For each player, I decided to look at 10 different statistics that I had found suggested elsewhere; 5 for batting performance and 5 for bowling performance. These were:

Batting

  • Hard Hitter - [No. of runs scored off 4s and 6s] / [No. of balls faced]
  • Finisher - [No. of times out] / [No. of times batted]
  • Fast Scorer - [Total Runs Scored] / [No. of balls faced] (equivalent to Strike Rate)
  • Consistency - [Total Runs Scored] / [No. of Innings Out] (equivalent to Batting Average)
  • Running Between Wickets - [No. of runs not scored from boundaries] / [No. of balls faced with no boundaries hit]

Bowling

  • Economy - [Runs conceded] / [No. of Overs Bowled]
  • Wicket Taker - [No. of Balls Bowled] / [No. of Wickets Taken]
  • Consistency - [No. of Runs Conceded] / [No. of Wickets Taken]
  • Big Wicket Taker - [No. of times 4 or more wickets taken] / [No. of Innings Played]
  • Short Performance - [No. of wickets taken in innings when taking less than 4 wickets] / [No. of Innings played where taking less than 4 wickets]

In addition for the bowling, I looked at the economy of bowlers during the death overs; these are overs 16-20 in the innings where batsmen are usually looking to hit the ball out of the ground. I also looked at a measure called EconomyRX which looks at the economy for a specific bowler less the overall economy of all bowlers in any match that he has been involved with. This should eliminate the effect for a good bowler who mostly bowls on flat pitches.

Player Database

For each match, I formed the player statistics for each player in the match up to that point in time based on all matches played previously. We can use these to compare players.
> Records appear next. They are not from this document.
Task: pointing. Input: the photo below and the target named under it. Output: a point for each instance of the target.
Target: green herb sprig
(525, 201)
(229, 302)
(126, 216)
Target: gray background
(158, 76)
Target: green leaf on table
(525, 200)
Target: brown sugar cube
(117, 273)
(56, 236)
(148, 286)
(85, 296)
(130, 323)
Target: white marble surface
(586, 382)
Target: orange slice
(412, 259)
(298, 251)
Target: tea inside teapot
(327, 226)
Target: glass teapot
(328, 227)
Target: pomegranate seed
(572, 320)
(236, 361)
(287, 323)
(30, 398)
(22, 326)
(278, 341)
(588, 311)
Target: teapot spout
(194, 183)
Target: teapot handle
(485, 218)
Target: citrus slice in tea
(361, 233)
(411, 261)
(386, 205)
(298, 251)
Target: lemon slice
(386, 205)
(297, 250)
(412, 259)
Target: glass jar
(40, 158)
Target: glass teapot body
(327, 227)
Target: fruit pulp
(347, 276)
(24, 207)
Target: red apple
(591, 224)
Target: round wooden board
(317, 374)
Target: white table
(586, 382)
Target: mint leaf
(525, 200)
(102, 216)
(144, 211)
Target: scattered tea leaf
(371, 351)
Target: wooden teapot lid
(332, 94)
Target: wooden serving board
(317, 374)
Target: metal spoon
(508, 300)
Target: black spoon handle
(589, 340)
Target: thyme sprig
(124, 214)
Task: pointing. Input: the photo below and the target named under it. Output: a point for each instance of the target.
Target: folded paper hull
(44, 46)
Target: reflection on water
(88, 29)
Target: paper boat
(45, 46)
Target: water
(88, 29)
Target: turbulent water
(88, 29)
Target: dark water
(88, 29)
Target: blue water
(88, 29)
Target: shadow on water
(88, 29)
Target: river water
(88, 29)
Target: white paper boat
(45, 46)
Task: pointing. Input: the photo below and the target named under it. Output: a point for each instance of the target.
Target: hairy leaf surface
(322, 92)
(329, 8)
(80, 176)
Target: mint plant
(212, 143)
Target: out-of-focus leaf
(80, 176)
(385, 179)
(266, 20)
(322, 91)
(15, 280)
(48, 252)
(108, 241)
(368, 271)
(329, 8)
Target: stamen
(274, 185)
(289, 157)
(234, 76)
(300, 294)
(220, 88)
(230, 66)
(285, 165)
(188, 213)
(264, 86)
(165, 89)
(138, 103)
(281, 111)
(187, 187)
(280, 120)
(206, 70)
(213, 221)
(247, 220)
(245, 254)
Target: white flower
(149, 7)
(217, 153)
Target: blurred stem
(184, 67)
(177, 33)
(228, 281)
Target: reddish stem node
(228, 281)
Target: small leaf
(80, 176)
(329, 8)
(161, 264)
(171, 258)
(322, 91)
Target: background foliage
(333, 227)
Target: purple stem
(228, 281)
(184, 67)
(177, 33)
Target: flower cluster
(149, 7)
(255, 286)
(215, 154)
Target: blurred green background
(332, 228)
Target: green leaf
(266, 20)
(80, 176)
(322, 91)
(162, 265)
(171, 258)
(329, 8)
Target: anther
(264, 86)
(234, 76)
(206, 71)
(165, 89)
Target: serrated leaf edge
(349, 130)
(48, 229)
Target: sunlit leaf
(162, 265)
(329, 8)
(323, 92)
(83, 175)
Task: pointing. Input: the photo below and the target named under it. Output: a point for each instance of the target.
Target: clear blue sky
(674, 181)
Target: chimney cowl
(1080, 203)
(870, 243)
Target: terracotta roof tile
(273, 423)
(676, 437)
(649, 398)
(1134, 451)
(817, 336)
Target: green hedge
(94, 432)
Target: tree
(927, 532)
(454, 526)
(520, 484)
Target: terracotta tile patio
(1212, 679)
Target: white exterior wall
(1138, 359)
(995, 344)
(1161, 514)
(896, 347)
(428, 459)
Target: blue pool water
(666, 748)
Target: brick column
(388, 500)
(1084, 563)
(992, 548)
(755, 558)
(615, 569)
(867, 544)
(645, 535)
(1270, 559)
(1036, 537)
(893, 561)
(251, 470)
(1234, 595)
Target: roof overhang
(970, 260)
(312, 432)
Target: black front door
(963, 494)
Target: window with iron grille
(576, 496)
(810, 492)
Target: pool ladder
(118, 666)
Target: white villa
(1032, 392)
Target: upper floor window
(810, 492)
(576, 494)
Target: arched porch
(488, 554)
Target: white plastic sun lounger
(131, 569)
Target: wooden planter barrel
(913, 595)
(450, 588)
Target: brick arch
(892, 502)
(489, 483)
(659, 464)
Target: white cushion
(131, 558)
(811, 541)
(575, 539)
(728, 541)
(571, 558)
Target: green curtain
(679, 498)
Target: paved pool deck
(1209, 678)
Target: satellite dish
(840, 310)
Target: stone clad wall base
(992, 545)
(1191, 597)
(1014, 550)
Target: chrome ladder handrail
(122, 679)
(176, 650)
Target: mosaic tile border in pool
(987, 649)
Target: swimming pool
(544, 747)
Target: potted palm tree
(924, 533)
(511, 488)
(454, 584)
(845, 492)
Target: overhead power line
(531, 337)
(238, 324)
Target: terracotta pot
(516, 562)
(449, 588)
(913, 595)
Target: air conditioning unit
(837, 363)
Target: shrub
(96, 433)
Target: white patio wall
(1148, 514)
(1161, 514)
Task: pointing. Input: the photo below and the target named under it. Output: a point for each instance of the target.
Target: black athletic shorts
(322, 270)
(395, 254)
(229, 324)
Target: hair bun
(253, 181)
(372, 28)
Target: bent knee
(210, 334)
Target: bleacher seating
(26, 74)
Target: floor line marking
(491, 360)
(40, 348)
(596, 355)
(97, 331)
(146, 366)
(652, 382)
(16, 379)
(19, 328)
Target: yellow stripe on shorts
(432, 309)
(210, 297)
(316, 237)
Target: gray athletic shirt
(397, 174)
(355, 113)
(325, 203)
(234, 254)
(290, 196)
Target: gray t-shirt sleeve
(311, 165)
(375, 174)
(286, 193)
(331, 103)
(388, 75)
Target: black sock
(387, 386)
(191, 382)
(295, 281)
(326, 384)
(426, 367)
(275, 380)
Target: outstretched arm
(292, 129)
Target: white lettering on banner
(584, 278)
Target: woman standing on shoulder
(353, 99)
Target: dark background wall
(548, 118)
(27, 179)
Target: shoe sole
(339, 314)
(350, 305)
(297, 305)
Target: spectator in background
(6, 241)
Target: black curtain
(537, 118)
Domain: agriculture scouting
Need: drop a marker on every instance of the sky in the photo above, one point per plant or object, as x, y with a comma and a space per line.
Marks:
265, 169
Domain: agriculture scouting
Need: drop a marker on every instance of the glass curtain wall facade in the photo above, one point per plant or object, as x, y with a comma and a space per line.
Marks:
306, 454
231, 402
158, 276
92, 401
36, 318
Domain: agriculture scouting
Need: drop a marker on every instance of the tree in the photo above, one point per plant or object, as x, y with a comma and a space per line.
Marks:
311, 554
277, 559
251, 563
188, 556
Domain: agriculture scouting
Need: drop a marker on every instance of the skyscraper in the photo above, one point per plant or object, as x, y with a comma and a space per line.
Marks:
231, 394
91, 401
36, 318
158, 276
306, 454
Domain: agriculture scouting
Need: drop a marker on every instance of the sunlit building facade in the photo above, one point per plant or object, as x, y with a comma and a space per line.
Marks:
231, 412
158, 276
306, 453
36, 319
The following chart shows Virat Kohli and Chris Gayle compared on their batting statistics, as at the end of the 2016 season, where each measure has been taken as a % of the highest in each category. For example, Shaun Marsh had the highest consistency with a value of 53.5. Chris Gayle's consistency was 43.9 hence 82% has been assigned.

Whilst Chris Gayle has a higher strike rate, average and hits a higher proportion of 4s and 6s, Virat Kohli shows a higher tendency to score runs by running between the wickets.

If a player hadn't played many matches then naturally their statistics might be quite volatile. To overcome this issue, I looked at all players who had played at least 80 innings to understand how many innings a player needs to play in order for their statistics to become credible. This analysis suggested 30 innings and so the statistics for each player were formed using the following credibility formula and the average statistic across all players who had played at least 30 innings:

where N is the no. of innings played.

Final Database

The next step was to take the player statistics and aggregate them in to statistics for each team going in to each match. For the batting statistics, these were done based on the expected number of balls each batsman would face based on their past record. For bowling statistics, the same methodology was used except looking at the expected number of balls each bowler would bowl.

For each team in each match, we can now form a table of inputs and a predictor variable to feed in to a GLM. The 13 inputs were the 5 batting statistics, 7 bowling statistics (3 different measures of economy) and whether the team played home, away or on a neutral venue. The 12 statistic inputs were defined as the statistics for the team being analysed less the statistic for the opposition team. The predictor variable is simply whether the team won or lost.

Forming our GLM

To form and test the parameters to feed in to the GLM, I first ignored the data from the 2008 to 2010 seasons. The statistics formed for these seasons don't have a lot of credibility. I also ignored matches that ended with no result, e.g. rained off. The remaining 6 seasons were split with 4 seasons of data used to train the algorithm and form the parameters for the GLM with the remaining 2 seasons used to test the accuracy of the model.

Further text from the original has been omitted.